Benarkah bangsa kita telah kehilangan sikap ramah? Benarkah bangsa kita telah kehilangan nilai-nilai kearifan sehingga setiap masalah mesti diselesaikan dengan cara-cara kekerasan, vulgar, dan vandalistik? Ke manakah nilai-nilai keluhuran budi yang dulu pernah menjadi kenyataan karakter dan kepribadian bangsa yang tak terbantahkan itu? Sudah tak ada ruangkah bagi anak-anak masa depan negeri ini untuk membangun karakter yang kokoh dan kuat sehingga tak gampang tersulut api amarah dan kalap ketika menghadapi masalah?

testimage
Kartun cerdas ala Inilah.com.
testimage
Dongeng modern ala Inilah.com.
Lihat saja panggung sosial di negeri ini yang terus berdarah-darah! Nyawa manusia kian termarginalkan oleh nafsu dan keinginan untuk menang sendiri dan saling menyakiti. Entah, sudah berapa nyawa yang melayang menjadi korban mutilasi atau tawuran antarkampung. Juga sudah tak terhitung berapa jengkal tanah yang telah berubah menjadi ladang pembantaian akibat meruyaknya nafsu serakah, dendam, dan kebencian.

Orang-orang kita pada zaman dulu, konon punya cara khas untuk menanamkan nilai-nilai keluhuran budi kepada anak cucu.
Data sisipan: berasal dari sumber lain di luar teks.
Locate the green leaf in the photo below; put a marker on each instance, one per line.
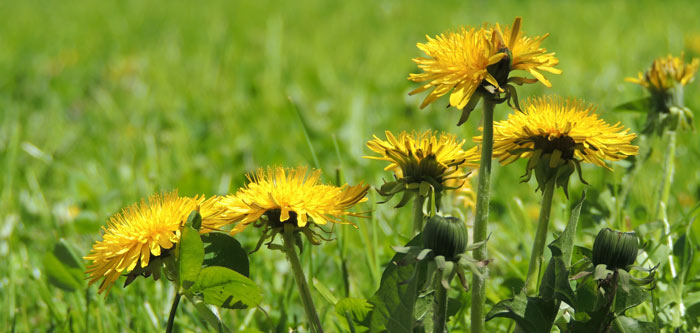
(555, 283)
(190, 257)
(396, 297)
(628, 296)
(226, 288)
(532, 314)
(637, 105)
(221, 249)
(624, 324)
(357, 310)
(63, 269)
(588, 296)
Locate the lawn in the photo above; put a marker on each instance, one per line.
(105, 103)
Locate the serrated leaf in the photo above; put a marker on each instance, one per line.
(532, 314)
(356, 310)
(226, 288)
(395, 299)
(190, 255)
(221, 249)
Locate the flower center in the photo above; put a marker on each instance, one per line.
(273, 218)
(564, 144)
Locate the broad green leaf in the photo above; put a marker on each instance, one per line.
(190, 257)
(226, 288)
(221, 249)
(63, 268)
(396, 297)
(532, 314)
(355, 309)
(624, 324)
(637, 105)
Menjelang tidur, mereka biasa mendongeng sampai sang anak-cucu benar-benar tertidur pulas. Banyak nilai keteladanan dan kearifan hidup yang bisa dipetik dari rangkaian dan alur cerita dalam dongeng. Tokoh-tokoh yang punya karakter kuat seperti mampu menaburkan pesona dan makna kebajikan hidup ke dalam ruang imajinasi anak-anak. Secara tidak langsung, nilai-nilai kearifan dan keluhuran budi yang tersirat dari balik dongeng mampu terserap ke dalam alam logika dan nurani anak-cucu hingga terbawa sampai mereka dewasa. Sikap toleran, moderat, rendah hati, kreatif, empati, dan nilai-nilai budi pekerti yang lain sangat kuat mengakar ke dalam memori anak-anak dan diaplikasikan ke dalam tindakan dan perilaku hidup sehari-hari.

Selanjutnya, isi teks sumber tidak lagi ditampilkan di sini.